The present invention relates to a light source device that has: a light-emitting tube including a light-emitting portion that generates a light beam by an electric discharge between electrodes, and sealing portions provided on both sides of the light-emitting portion; and a reflector including a neck portion provided with an insertion hole to which the light-emitting tube is inserted, and a reflecting portion integrally formed with the neck portion and having an ellipsoidal curved reflecting surface that irradiates the light beam emitted by the light-emitting portion aligns the light beam in a predetermined direction, as well as to a projector.
Conventionally, projectors that modulate a light beam irradiated by a light source in accordance with image information to project an optical image in an enlarged manner have been used for the purpose of presentation at conferences etc in conjunction with personal computers. Besides, such projectors are recently used for the purpose of home-theater for serving the needs of watching movies etc. on a wide screen at home.
The known light source device used for the projector is that houses an electric discharge light-emitting tube such as a metal halide lamp or high-pressure mercury lamp and a reflector in a lamp housing etc. by integrating each other.
The light-emitting tube, or a high-pressure mercury lamp for instance, has a light-emitting portion in which a pair of tungsten electrodes spaced apart by a predetermined distance, mercury, rare gas and a small amount of halogen are sealed, and sealing portions provided on both sides of the light-emitting portion with molybdenum foils electrically connected to the electrodes inserted and sealed by glass material etc.
The reflector has a neck portion with an insertion hole to which the light-emitting tube is inserted, and a reflecting portion integrally formed with the neck portion and having an ellipsoidal curved reflecting surface that irradiates the light beam emitted by the light-emitting portion and aligns the light beam in a predetermine direction.
When the light-emitting tube and the reflector are integrated, the sealing portion of the light-emitting tube is inserted to the insertion hole of the reflector, positioned so that the light-emitting portion is positioned at a predetermined position inside the reflector, and consequently the light-emitting tube can be fixed inside the reflector by curing a silica-alumina inorganic adhesive after filling it from the side of the base end of the insertion hole to the part between the insertion hole and the sealing portion.
Note that, it would be difficult to fill the inorganic adhesive if the gap between the insertion hole and the sealing portion is too small whereas the inorganic adhesive would be overflowed from the gap to the reflecting surface of the reflector if the gap is too large.

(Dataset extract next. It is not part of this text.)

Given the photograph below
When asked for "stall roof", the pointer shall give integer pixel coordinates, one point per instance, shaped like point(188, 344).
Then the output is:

Therefore, such configuration is conventionally suggested that a narrow part is formed on the insertion hole of the reflector at a part adjacent to the reflecting surface, so that the inorganic adhesive does not overflow to the reflecting surface (see JP2002-62586A, JP6-203806A).

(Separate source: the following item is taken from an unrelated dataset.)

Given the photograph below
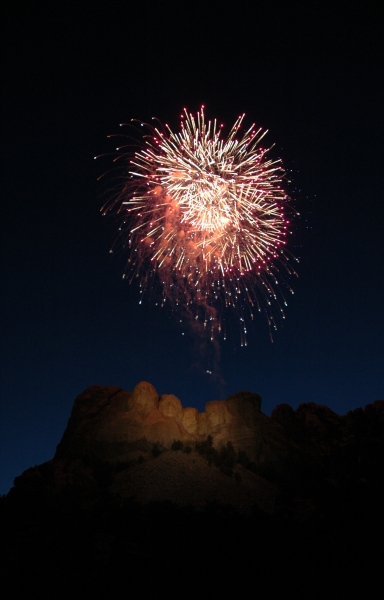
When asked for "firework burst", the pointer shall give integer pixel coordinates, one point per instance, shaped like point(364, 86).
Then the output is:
point(208, 217)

However, in the above prior arts according to the above references, the filling of the inorganic adhesive from the side of the reflecting surface may be difficult when the opening diameter of the insertion hole on the side of the reflecting surface of the reflector is small.

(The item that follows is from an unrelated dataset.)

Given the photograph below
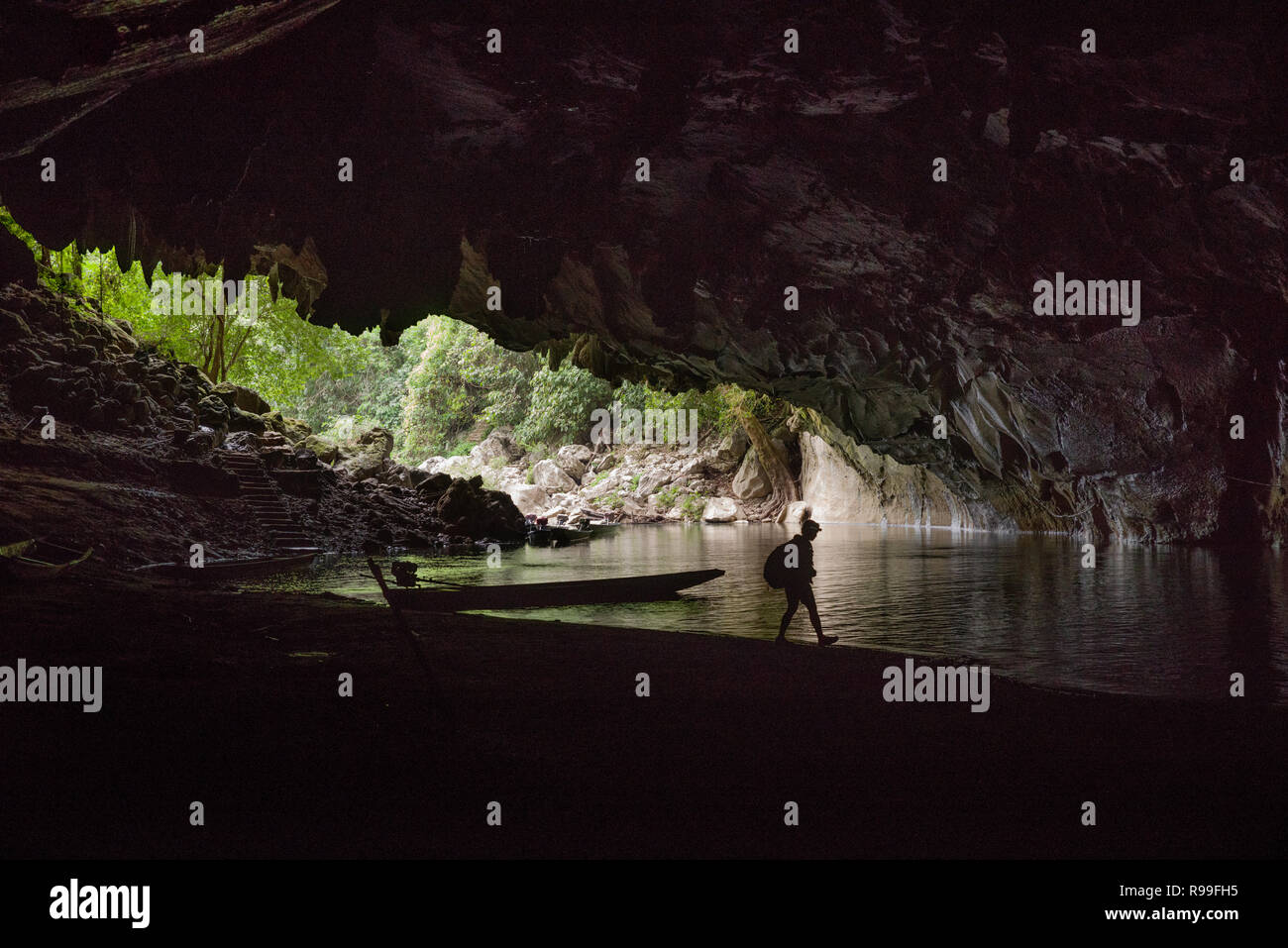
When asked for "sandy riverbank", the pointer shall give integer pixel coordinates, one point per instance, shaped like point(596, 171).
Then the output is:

Additionally, in the narrow part of the above prior arts according to the above references, it is difficult to completely eliminate the gap between the light-emitting tube and the insertion hole. Thus, if the adhesive adheres on the reflecting surface of the reflector, a reflection film thereof would be corroded.
An object of the present invention is to provide a light source device that makes an adhesive to be easily filled to an insertion hole of a neck portion of a reflector but not to be adhered on a reflecting surface of the reflector, as well as a projector.